[Xorp-hackers] process auto restart

Mark Handley M.Handley@cs.ucl.ac.uk
Mon, 09 Aug 2004 20:33:11 +0100


>In other words, the rtrmgr has all the responsibility for restarting
>and configuring the process, and the process itself does not need to
>do anything special.
>
>Note that currently the rtrmgr only detects (using 1(a)) that a
>process has exit abnormally, but it does not attempt to restart it.
>The restarting should be added in one of the future releases.

This is correct.  There's one other question that would need to be
resolved before this can be implemented.  What should the rtrmgr do
about processes that depend on the failed process?  The rtrmgr knows
about process startup dependencies from the dependency information in
the process template files.  But should it use this information?

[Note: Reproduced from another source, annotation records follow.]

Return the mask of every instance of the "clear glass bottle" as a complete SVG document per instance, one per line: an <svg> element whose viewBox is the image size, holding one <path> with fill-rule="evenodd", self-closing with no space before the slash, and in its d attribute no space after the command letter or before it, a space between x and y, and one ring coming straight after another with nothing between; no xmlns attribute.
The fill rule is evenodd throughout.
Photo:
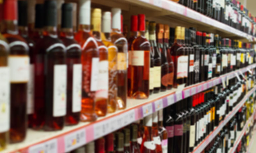
<svg viewBox="0 0 256 153"><path fill-rule="evenodd" d="M127 98L127 68L128 66L127 40L121 32L121 9L112 8L112 32L111 41L117 47L117 100L118 109L126 107Z"/></svg>
<svg viewBox="0 0 256 153"><path fill-rule="evenodd" d="M132 45L131 90L134 98L144 99L149 96L150 45L145 37L145 15L138 16L140 36Z"/></svg>
<svg viewBox="0 0 256 153"><path fill-rule="evenodd" d="M95 120L95 100L99 73L99 51L97 42L90 33L91 1L80 1L79 29L75 39L82 53L82 110L80 120Z"/></svg>
<svg viewBox="0 0 256 153"><path fill-rule="evenodd" d="M154 59L154 93L160 91L161 87L161 54L157 45L156 35L156 24L154 21L149 22L149 41L151 45L151 55Z"/></svg>
<svg viewBox="0 0 256 153"><path fill-rule="evenodd" d="M98 116L103 116L107 114L107 105L108 100L108 49L102 42L101 36L101 10L100 9L94 9L92 12L92 34L98 43L99 54L95 112Z"/></svg>
<svg viewBox="0 0 256 153"><path fill-rule="evenodd" d="M24 140L27 126L27 92L29 80L29 48L25 40L18 35L17 6L16 0L4 2L4 14L6 15L4 16L2 28L3 35L9 43L10 48L7 61L11 83L10 112L16 112L11 114L9 123L11 143ZM3 62L5 62L3 59ZM5 98L8 99L7 97ZM6 106L7 110L8 106Z"/></svg>
<svg viewBox="0 0 256 153"><path fill-rule="evenodd" d="M65 3L62 7L61 29L60 38L66 46L67 66L66 115L66 125L78 123L81 111L82 65L81 47L74 39L72 22L73 6Z"/></svg>
<svg viewBox="0 0 256 153"><path fill-rule="evenodd" d="M102 16L101 39L108 51L108 113L115 111L117 107L117 48L111 42L111 12L105 12Z"/></svg>

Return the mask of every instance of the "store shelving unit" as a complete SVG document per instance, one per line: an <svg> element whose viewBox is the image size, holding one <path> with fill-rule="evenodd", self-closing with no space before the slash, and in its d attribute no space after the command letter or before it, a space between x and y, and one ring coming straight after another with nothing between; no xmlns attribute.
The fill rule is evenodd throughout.
<svg viewBox="0 0 256 153"><path fill-rule="evenodd" d="M47 152L62 153L72 150L182 99L221 83L222 80L235 77L236 73L239 71L243 73L255 67L256 64L254 64L179 91L174 89L154 94L147 99L128 99L126 109L108 114L93 122L80 122L77 125L65 126L63 130L56 132L37 131L29 129L24 141L9 145L6 150L0 153L16 153L17 151L22 153L37 153L42 150L44 152L47 150ZM219 126L195 148L193 153L200 152L204 148L255 90L256 87L246 95Z"/></svg>

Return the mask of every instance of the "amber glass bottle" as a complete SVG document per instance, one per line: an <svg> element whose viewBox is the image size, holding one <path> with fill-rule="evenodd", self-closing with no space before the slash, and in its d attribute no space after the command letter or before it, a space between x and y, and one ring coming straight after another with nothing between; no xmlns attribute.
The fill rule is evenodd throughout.
<svg viewBox="0 0 256 153"><path fill-rule="evenodd" d="M165 31L164 33L164 47L166 50L166 57L168 62L168 83L167 89L171 89L173 84L173 77L174 71L174 65L171 54L171 46L169 45L170 38L170 28L167 24L164 25Z"/></svg>
<svg viewBox="0 0 256 153"><path fill-rule="evenodd" d="M58 38L57 4L46 1L44 4L44 38L37 44L34 57L37 87L33 128L46 131L62 129L66 114L67 66L65 47ZM44 89L43 90L41 89ZM35 115L35 114L36 114Z"/></svg>
<svg viewBox="0 0 256 153"><path fill-rule="evenodd" d="M96 92L95 112L98 116L107 114L108 100L108 49L102 42L101 37L101 10L94 9L92 14L92 33L98 43L99 54L99 75Z"/></svg>
<svg viewBox="0 0 256 153"><path fill-rule="evenodd" d="M158 93L161 87L161 54L157 47L156 40L156 22L149 22L149 41L151 45L152 58L154 58L154 93Z"/></svg>
<svg viewBox="0 0 256 153"><path fill-rule="evenodd" d="M171 48L171 53L174 63L175 69L174 78L174 87L177 88L180 85L186 83L185 77L186 72L187 72L188 56L185 55L184 47L181 42L181 27L178 26L175 28L175 43Z"/></svg>
<svg viewBox="0 0 256 153"><path fill-rule="evenodd" d="M158 120L157 111L154 112L152 114L153 123L152 125L152 133L153 140L156 145L156 153L162 153L162 147L161 143L161 137L158 131Z"/></svg>
<svg viewBox="0 0 256 153"><path fill-rule="evenodd" d="M101 39L108 51L108 113L116 109L117 95L117 52L116 46L111 42L111 13L105 12L102 16Z"/></svg>
<svg viewBox="0 0 256 153"><path fill-rule="evenodd" d="M0 28L2 25L3 2L0 2ZM10 129L10 75L8 65L9 47L7 40L0 32L0 151L8 142Z"/></svg>
<svg viewBox="0 0 256 153"><path fill-rule="evenodd" d="M99 73L98 45L90 33L90 0L80 1L79 27L75 39L81 45L82 53L82 110L80 120L96 119L95 96Z"/></svg>
<svg viewBox="0 0 256 153"><path fill-rule="evenodd" d="M123 109L126 107L127 97L127 67L128 45L127 40L121 32L121 10L112 8L112 32L111 41L118 49L117 53L117 100L118 108Z"/></svg>
<svg viewBox="0 0 256 153"><path fill-rule="evenodd" d="M138 16L140 36L132 45L131 89L133 98L144 99L149 96L150 45L145 37L145 15Z"/></svg>
<svg viewBox="0 0 256 153"><path fill-rule="evenodd" d="M143 119L144 132L140 147L141 153L156 153L156 145L153 139L152 127L152 114Z"/></svg>
<svg viewBox="0 0 256 153"><path fill-rule="evenodd" d="M27 42L29 48L29 57L30 59L29 66L29 79L28 83L27 93L27 113L29 120L29 126L31 127L33 114L34 113L34 64L33 58L33 53L35 49L35 43L29 37L28 27L28 3L27 1L18 1L19 13L18 25L19 34Z"/></svg>
<svg viewBox="0 0 256 153"><path fill-rule="evenodd" d="M60 39L66 47L66 63L67 66L66 125L78 123L81 99L82 65L81 47L73 38L71 3L65 3L62 7L61 30Z"/></svg>
<svg viewBox="0 0 256 153"><path fill-rule="evenodd" d="M157 42L161 53L161 91L166 90L168 85L168 65L166 57L166 48L164 46L164 25L157 24Z"/></svg>
<svg viewBox="0 0 256 153"><path fill-rule="evenodd" d="M9 131L11 143L24 140L27 123L27 91L29 79L29 48L25 40L18 35L17 5L16 0L4 2L2 28L3 36L9 43L10 47L8 63L11 82L10 112L16 112L11 114ZM4 59L3 62L6 62Z"/></svg>
<svg viewBox="0 0 256 153"><path fill-rule="evenodd" d="M138 34L138 16L131 16L131 32L130 36L128 39L128 66L127 69L127 85L128 96L132 96L132 91L131 89L131 68L132 67L131 54L131 51L132 50L132 45L133 41L137 37Z"/></svg>

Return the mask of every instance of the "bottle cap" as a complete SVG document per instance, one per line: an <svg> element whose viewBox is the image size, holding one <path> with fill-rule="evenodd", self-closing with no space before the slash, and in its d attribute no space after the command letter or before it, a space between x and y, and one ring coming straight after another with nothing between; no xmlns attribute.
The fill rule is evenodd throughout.
<svg viewBox="0 0 256 153"><path fill-rule="evenodd" d="M65 3L62 6L62 28L72 28L73 6L71 3Z"/></svg>
<svg viewBox="0 0 256 153"><path fill-rule="evenodd" d="M28 26L28 2L18 1L18 25L19 26Z"/></svg>
<svg viewBox="0 0 256 153"><path fill-rule="evenodd" d="M36 5L36 21L35 28L42 28L44 26L44 5L38 4Z"/></svg>
<svg viewBox="0 0 256 153"><path fill-rule="evenodd" d="M143 14L139 14L138 17L138 30L141 31L144 31L146 29L146 23L145 22L145 15Z"/></svg>
<svg viewBox="0 0 256 153"><path fill-rule="evenodd" d="M138 31L138 16L131 16L131 31Z"/></svg>
<svg viewBox="0 0 256 153"><path fill-rule="evenodd" d="M91 21L91 0L80 0L79 23L90 25Z"/></svg>
<svg viewBox="0 0 256 153"><path fill-rule="evenodd" d="M84 152L95 153L94 145L94 141L91 141L90 142L87 143L85 146L85 150L86 151Z"/></svg>
<svg viewBox="0 0 256 153"><path fill-rule="evenodd" d="M124 146L129 147L130 146L130 129L127 128L123 129L123 131L124 135Z"/></svg>
<svg viewBox="0 0 256 153"><path fill-rule="evenodd" d="M124 150L124 134L123 133L120 132L117 132L116 133L116 142L117 143L116 145L116 151L123 151Z"/></svg>
<svg viewBox="0 0 256 153"><path fill-rule="evenodd" d="M131 141L132 142L137 142L138 137L138 126L136 125L132 125L131 126Z"/></svg>
<svg viewBox="0 0 256 153"><path fill-rule="evenodd" d="M111 32L111 12L105 12L102 17L102 32L110 33Z"/></svg>
<svg viewBox="0 0 256 153"><path fill-rule="evenodd" d="M4 19L6 20L17 20L18 10L17 0L4 1Z"/></svg>
<svg viewBox="0 0 256 153"><path fill-rule="evenodd" d="M93 9L91 17L93 31L100 32L101 25L101 10L98 8Z"/></svg>
<svg viewBox="0 0 256 153"><path fill-rule="evenodd" d="M119 8L112 8L112 28L121 30L121 9Z"/></svg>
<svg viewBox="0 0 256 153"><path fill-rule="evenodd" d="M56 26L57 24L56 1L50 0L45 1L44 10L44 25Z"/></svg>

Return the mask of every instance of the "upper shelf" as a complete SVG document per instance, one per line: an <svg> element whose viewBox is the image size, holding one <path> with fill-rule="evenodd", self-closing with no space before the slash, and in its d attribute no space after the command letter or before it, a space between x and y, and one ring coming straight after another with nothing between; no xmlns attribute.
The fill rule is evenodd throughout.
<svg viewBox="0 0 256 153"><path fill-rule="evenodd" d="M226 80L227 78L230 79L235 77L236 73L239 71L244 73L247 71L248 69L256 67L256 64L254 64L207 81L188 87L182 91L178 91L176 89L173 89L151 95L147 99L129 99L127 101L127 107L125 110L108 114L106 116L99 118L96 121L93 122L80 122L77 125L65 126L62 130L58 131L38 131L29 129L24 141L9 145L6 149L0 151L0 153L16 153L17 151L21 153L38 153L46 151L62 153L69 151L183 99L221 83L222 80ZM251 91L255 89L256 87ZM231 116L235 114L238 109L236 108L230 113L231 114L229 115L229 117L227 118L226 121L220 126L224 126L225 122L231 118ZM214 131L215 132L211 135L216 134L217 131L221 129L220 127L218 128L217 130ZM209 137L208 140L204 141L195 150L203 149L206 146L204 145L205 143L209 143L209 139L212 138L212 137ZM41 152L42 151L44 152Z"/></svg>

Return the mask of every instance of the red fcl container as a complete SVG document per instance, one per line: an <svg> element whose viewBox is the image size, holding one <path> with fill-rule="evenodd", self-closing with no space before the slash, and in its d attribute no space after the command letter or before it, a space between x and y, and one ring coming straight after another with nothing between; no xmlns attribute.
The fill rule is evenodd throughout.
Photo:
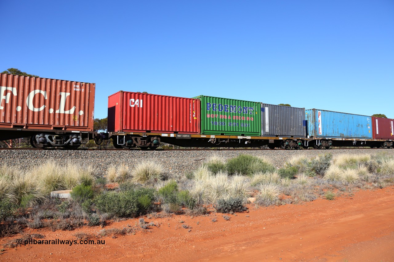
<svg viewBox="0 0 394 262"><path fill-rule="evenodd" d="M0 73L0 128L93 131L95 87Z"/></svg>
<svg viewBox="0 0 394 262"><path fill-rule="evenodd" d="M198 134L198 99L120 91L108 97L108 131Z"/></svg>
<svg viewBox="0 0 394 262"><path fill-rule="evenodd" d="M372 117L372 135L374 139L394 140L394 119Z"/></svg>

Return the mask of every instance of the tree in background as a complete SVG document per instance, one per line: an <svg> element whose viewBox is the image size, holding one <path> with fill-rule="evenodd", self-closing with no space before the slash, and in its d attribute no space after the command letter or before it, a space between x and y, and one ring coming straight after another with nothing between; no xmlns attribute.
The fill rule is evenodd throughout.
<svg viewBox="0 0 394 262"><path fill-rule="evenodd" d="M19 76L31 76L33 77L40 77L38 76L31 75L26 72L22 72L17 68L9 68L7 70L3 71L2 73L4 74L12 74L13 75L19 75Z"/></svg>
<svg viewBox="0 0 394 262"><path fill-rule="evenodd" d="M375 117L383 117L384 118L387 118L387 117L386 116L386 115L383 114L374 114L372 115L372 116L375 116Z"/></svg>
<svg viewBox="0 0 394 262"><path fill-rule="evenodd" d="M3 74L11 74L13 75L18 75L19 76L31 76L34 77L39 77L38 76L35 75L31 75L28 74L26 72L22 72L17 68L9 68L7 70L3 71L2 73ZM16 147L21 147L22 146L28 146L30 144L29 141L30 140L29 138L18 138L17 139L10 139L9 142L6 141L0 142L0 147L8 147L12 148L14 146Z"/></svg>
<svg viewBox="0 0 394 262"><path fill-rule="evenodd" d="M100 119L95 118L93 122L93 129L96 132L106 132L108 129L108 118Z"/></svg>

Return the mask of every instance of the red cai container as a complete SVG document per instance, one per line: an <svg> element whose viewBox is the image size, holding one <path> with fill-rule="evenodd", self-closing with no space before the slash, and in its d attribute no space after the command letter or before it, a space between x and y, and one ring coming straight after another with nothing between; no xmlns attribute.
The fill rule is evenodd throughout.
<svg viewBox="0 0 394 262"><path fill-rule="evenodd" d="M0 128L93 131L95 88L0 73Z"/></svg>
<svg viewBox="0 0 394 262"><path fill-rule="evenodd" d="M198 99L120 91L108 97L108 131L197 134Z"/></svg>
<svg viewBox="0 0 394 262"><path fill-rule="evenodd" d="M372 117L372 135L374 139L394 139L394 119Z"/></svg>

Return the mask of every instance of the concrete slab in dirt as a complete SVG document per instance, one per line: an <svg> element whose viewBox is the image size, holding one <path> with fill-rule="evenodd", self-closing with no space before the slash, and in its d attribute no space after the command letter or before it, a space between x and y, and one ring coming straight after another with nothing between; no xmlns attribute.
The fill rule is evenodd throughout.
<svg viewBox="0 0 394 262"><path fill-rule="evenodd" d="M71 190L59 190L50 192L50 197L56 198L71 198L70 192Z"/></svg>

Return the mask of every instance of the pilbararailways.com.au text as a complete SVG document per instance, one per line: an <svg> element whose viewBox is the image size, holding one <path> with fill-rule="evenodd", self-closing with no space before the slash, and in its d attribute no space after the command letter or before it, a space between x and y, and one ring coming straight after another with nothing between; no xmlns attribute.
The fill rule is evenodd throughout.
<svg viewBox="0 0 394 262"><path fill-rule="evenodd" d="M105 240L72 240L71 239L64 240L58 238L54 240L45 240L39 239L37 240L34 238L30 239L17 239L17 244L19 245L105 245Z"/></svg>

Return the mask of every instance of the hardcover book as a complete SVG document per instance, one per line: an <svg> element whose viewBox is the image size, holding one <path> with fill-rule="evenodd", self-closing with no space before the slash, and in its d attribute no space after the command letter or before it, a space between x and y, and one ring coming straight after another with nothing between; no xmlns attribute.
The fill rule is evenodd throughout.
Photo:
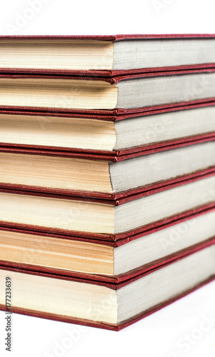
<svg viewBox="0 0 215 357"><path fill-rule="evenodd" d="M214 34L1 36L0 71L101 76L214 66Z"/></svg>
<svg viewBox="0 0 215 357"><path fill-rule="evenodd" d="M11 312L119 331L214 280L214 246L119 283L1 266L0 309L7 278Z"/></svg>
<svg viewBox="0 0 215 357"><path fill-rule="evenodd" d="M0 111L0 146L119 156L215 137L215 102L125 115Z"/></svg>

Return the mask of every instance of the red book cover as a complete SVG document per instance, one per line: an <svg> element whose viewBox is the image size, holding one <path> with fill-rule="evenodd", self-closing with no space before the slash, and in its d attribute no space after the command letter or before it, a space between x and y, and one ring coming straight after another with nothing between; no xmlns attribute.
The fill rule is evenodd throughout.
<svg viewBox="0 0 215 357"><path fill-rule="evenodd" d="M120 41L126 40L165 40L165 39L214 39L215 34L119 34L119 35L92 35L92 36L0 36L0 40L94 40L94 41ZM114 70L114 69L104 69L104 70L88 70L88 71L79 71L79 70L60 70L60 69L8 69L0 68L0 73L9 74L58 74L58 75L80 75L80 76L100 76L104 77L111 77L114 76L129 74L141 74L149 72L158 72L160 71L183 71L184 69L207 69L215 67L215 64L205 63L199 64L188 64L183 66L160 66L160 67L146 67L141 69L134 69L129 70Z"/></svg>
<svg viewBox="0 0 215 357"><path fill-rule="evenodd" d="M183 69L181 71L163 71L158 72L149 72L149 73L138 73L138 74L128 74L123 75L118 75L111 77L104 77L98 76L56 76L56 75L39 75L39 74L0 74L1 79L41 79L42 80L56 80L63 79L68 81L76 80L76 81L104 81L109 83L110 85L116 84L117 83L129 79L149 79L150 77L160 77L160 76L181 76L183 74L204 74L204 73L214 73L215 68L206 68L200 69ZM183 101L174 102L174 103L167 103L159 105L153 106L145 106L143 107L137 108L113 108L109 109L68 109L68 108L53 108L53 107L41 107L41 106L0 106L0 110L4 111L36 111L36 112L56 112L56 113L71 113L76 114L87 114L87 115L101 115L101 116L117 116L117 115L126 115L136 114L143 111L151 111L156 110L164 110L166 109L180 107L181 106L187 105L196 105L201 103L211 103L215 101L214 97L207 97L203 99L190 99L184 100Z"/></svg>
<svg viewBox="0 0 215 357"><path fill-rule="evenodd" d="M211 245L213 245L212 243ZM206 244L206 246L201 246L201 247L199 247L199 248L196 249L196 251L199 251L204 248L206 248L209 246L209 245ZM83 283L89 283L89 284L95 284L97 286L105 286L109 289L112 290L119 290L123 288L124 286L128 286L131 283L142 278L144 277L149 274L151 274L154 273L154 271L161 269L163 267L166 267L167 266L171 264L172 263L174 263L176 261L181 261L183 258L185 258L192 254L194 252L189 252L187 253L186 255L184 256L180 256L178 258L176 258L174 261L167 261L166 263L163 266L159 266L156 268L154 268L152 270L150 270L149 271L146 271L145 273L142 273L141 274L139 274L135 277L129 277L127 280L125 280L124 281L119 282L117 283L110 283L107 281L96 281L96 280L88 280L84 278L75 278L75 277L71 277L68 276L61 276L61 275L56 275L56 274L53 274L51 273L50 272L39 272L39 271L33 271L27 269L21 269L20 268L14 268L11 266L1 266L0 267L0 269L3 269L4 271L9 271L9 272L17 272L17 273L23 273L26 274L33 274L41 277L47 277L47 278L54 278L54 279L61 279L62 281L77 281L77 282L81 282ZM176 300L185 296L188 293L190 293L197 288L203 286L204 285L212 281L215 278L215 274L212 274L209 278L205 279L204 281L201 281L199 284L196 284L193 286L191 288L187 289L186 291L183 291L180 293L178 293L176 296L169 298L168 300L166 300L164 301L161 301L159 303L155 305L152 308L149 308L148 310L144 311L143 313L139 313L138 315L136 315L127 320L124 321L123 322L119 323L119 324L111 324L111 323L102 323L102 322L98 322L98 321L89 321L89 320L86 320L86 319L79 319L79 318L74 318L73 317L69 317L69 316L61 316L61 315L58 315L54 313L45 313L45 312L41 312L38 311L33 311L33 310L29 310L26 309L24 307L16 307L16 306L11 306L10 308L10 311L11 313L21 313L24 315L29 315L31 316L35 316L35 317L40 317L43 318L48 318L51 320L55 320L55 321L64 321L64 322L67 322L67 323L77 323L77 324L81 324L81 325L86 325L89 326L92 326L92 327L99 327L101 328L105 328L105 329L109 329L109 330L113 330L113 331L119 331L125 327L129 326L131 323L134 323L134 322L138 321L139 320L146 317L147 316L160 310L161 308L166 306L167 305L176 301ZM0 305L0 310L1 311L6 311L6 308L5 305Z"/></svg>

My feeling is no.  Our error handling rules state that a process
should terminate itself if a process it critically depends on fails.
So in principle, the rtrmgr shouldn't do anything based on this
dependency information - one process failure should cause all the
critically dependent processes to terminate, and the rtrmgr should
wait until all the processes that think they are dependent have
terminated, and then restart everything that exited.  But how does the
rtrmgr know when it's safe to start the restart procedure?  

This isn't a showstopper, but needs to be decided globally, or we'll
have inconsistent behaviour.

 - Mark